パソコンを手に入れろ!
いいものに触れると、欲しくなります。人間というものは、物欲を克服するのは難しいものです。
アトリエ松竹梅物語、いよいよ強力な武器を手に入れることになります。
iMac
学習塾で勤務するかたわらで、ペン画も描きつつ、職場の Macintosh を使ってグラフィックデザインもやるようになりましたが・・。
いろいろ分るようになると、あれをやってみたい、これをやってみたい、当然そういう案が出てきます。それをやるには、流石に職場の Macintosh は古く、かつスペック不足でした。
新しい Macintosh を検討しようと思いましたが、当時、Apple 製品を取り扱っている店はあまりありませんでした。今のように家電量販店には置いてありませんでした。そのため、近くの大都会・名古屋市まで出向いて新しい Macintosh を見てきました。
そこで見た iMac が衝撃的でした。
当時の iMac というのは革命的でした。
それまでパソコンと言えば、ベージュ色の四角い箱、味も素気もない無機質なプロダクトデザイン、というのが当たり前。
そんな中、ボンダイブルーと命名された鮮やかで印象的なカラー、キーボードやマウス、ケーブルまで半透明(トランスルーセント)のデザインで統一され、まるでオサレなインテリア用品。売れに売れました。
トランスルーセントデザインは、他のいろいろな製品に「スケルトン」と称され取り入れられました。(パクられたともいいます)

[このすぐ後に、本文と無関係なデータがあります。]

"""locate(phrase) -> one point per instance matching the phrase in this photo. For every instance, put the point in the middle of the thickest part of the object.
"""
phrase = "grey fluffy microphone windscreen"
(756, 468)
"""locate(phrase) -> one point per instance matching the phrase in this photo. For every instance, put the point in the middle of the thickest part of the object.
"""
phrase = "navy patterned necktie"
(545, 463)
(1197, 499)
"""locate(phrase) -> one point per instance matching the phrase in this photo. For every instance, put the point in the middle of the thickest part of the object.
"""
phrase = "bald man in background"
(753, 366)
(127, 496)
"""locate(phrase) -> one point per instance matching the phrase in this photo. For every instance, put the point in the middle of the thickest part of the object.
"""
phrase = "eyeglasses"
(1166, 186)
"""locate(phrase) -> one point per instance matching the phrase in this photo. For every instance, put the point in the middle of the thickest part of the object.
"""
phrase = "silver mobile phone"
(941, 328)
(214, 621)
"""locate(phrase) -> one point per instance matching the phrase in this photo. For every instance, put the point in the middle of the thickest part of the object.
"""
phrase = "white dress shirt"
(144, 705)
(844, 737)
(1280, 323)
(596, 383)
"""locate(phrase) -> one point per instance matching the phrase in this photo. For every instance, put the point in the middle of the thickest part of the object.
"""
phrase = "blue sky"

それまで経営危機だった Apple は、これにより復活したと言われています。(実際はその少し前に黒字化しています。)
私が名古屋市まで出向いて、見て、触ってみた iMac は、そこから1歩進んだRev.Cと呼ばれるものでした。5色のカラー展開されていて、性能も少し上がり、よりオサレになっていました。
部屋のインテリアとしても十分通用するデザイン、Power PC G3 プロセッサがもたらすサクサクとした動きに魅了され、即買い・・・とはいきませんでしたが、後日買ってしまいました。
買ったパソコンは職場に持ち込み、デザインのツールとして使用していました。
あれ?自宅に置くんじゃないの?と思うかと思います。
当時はインターネットもEメールもまだ普及段階で、なんだそれはうまいのか状態でした。プロバイダとの契約もしておらず、完全にグラフィックデザインのためだけの道具でした。
それまで主に使用していたソフトであるクラリスワークスは初めから入っていましたが、改めてadobeの Illustrator とPhotoshop をインストールして(高かった・・)感激しながら使っていました。大学時代、あれだけ苦労して苦労して苦労して徹夜して、写真植字で苦労して両端揃えを作ったり、アナログ全開の作業が、クリック1発でできてしまうとは・・・、。
この感激、若い人には、分からないでしょうなぁ。
そうやってグラフィックデザインの作業をやっていくうち、学生時代の就職活動であきらめてしまったデザイン業界に、挑戦してみようかなぁという気持ちが出てきました。